Pianist Florian Uhlig launches what he hopes to be a truly comprehensive Schumann piano music cycle, complete with divergent versions of the same works and alternate readings. Volume 1 offers the C major Fantasy in its commonly performed Urtext edition, plus the composer’s Third piano sonata (aka the “Concerto without Orchestra”) in its 1836 three-movement incarnation, followed by an appendix consisting of two previously unpublished fragments edited by Uhlig and Joachim Draheim, the rejected Scherzo I (Vivacissimo) plus two variations Schumann deleted from the central “Clara Wieck Variations” movement.
Uhlig may not bring out the music’s fullest dynamic scope and volatile passion, yet his extraordinary contrapuntal acumen and ear for textural diversity often sheds new and fresh light on familiar patterns. He articulates the aforementioned Op. 14 variation movement theme’s legato and detached distinctions to three-dimensional effect, and integrates the outer movements’ sprawling tendencies through insidious tempo relationships and subtle dynamic shadings. Similarly, the Fantasy’s swirling patterns and intricate hidden counterlines emerge in more active and purposeful light than in more generalized interpretations.
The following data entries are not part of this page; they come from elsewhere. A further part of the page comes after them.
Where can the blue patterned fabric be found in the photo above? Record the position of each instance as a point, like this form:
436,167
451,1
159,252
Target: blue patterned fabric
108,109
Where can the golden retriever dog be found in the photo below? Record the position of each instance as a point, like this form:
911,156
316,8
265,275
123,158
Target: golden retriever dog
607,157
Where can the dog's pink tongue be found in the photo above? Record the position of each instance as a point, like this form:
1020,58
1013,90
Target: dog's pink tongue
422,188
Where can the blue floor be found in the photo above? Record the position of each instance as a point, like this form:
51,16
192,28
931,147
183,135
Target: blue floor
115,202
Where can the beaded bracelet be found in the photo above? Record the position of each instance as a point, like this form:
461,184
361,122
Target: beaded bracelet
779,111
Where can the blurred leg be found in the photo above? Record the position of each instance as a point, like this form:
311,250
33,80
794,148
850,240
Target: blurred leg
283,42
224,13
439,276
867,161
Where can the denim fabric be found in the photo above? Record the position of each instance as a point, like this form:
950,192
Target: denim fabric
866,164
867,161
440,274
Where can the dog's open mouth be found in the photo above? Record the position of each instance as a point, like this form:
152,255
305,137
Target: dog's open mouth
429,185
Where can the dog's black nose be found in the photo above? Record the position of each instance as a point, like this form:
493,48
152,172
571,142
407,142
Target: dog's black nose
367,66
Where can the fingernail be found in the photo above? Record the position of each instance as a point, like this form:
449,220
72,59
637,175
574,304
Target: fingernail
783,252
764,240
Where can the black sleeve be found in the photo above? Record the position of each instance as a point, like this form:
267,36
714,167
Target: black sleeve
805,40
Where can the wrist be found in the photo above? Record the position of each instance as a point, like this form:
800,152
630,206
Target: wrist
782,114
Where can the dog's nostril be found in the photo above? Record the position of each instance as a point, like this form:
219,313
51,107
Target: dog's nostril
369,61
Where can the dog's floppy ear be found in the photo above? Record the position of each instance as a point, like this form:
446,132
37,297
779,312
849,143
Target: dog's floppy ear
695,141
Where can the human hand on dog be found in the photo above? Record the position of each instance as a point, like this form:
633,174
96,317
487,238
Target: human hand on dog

A vividly characterized dialogue emerges from the second-movement March’s imitative passages between the right and left hands, which helps make the obsessive dotted rhythms seem less relentless and repetitious than is often the case. Surprisingly, Uhlig holds back in the coda’s notorious skips, and he disappoints with a relatively matter-of-fact closing slow movement that would benefit from more lyrical breadth and tonal ripeness. The sonics are a bit bright and close-up, yet never strident. Small reservations aside, Uhlig’s serious musicianship and strong individual profile command respect and admiration, and bode well for future volumes.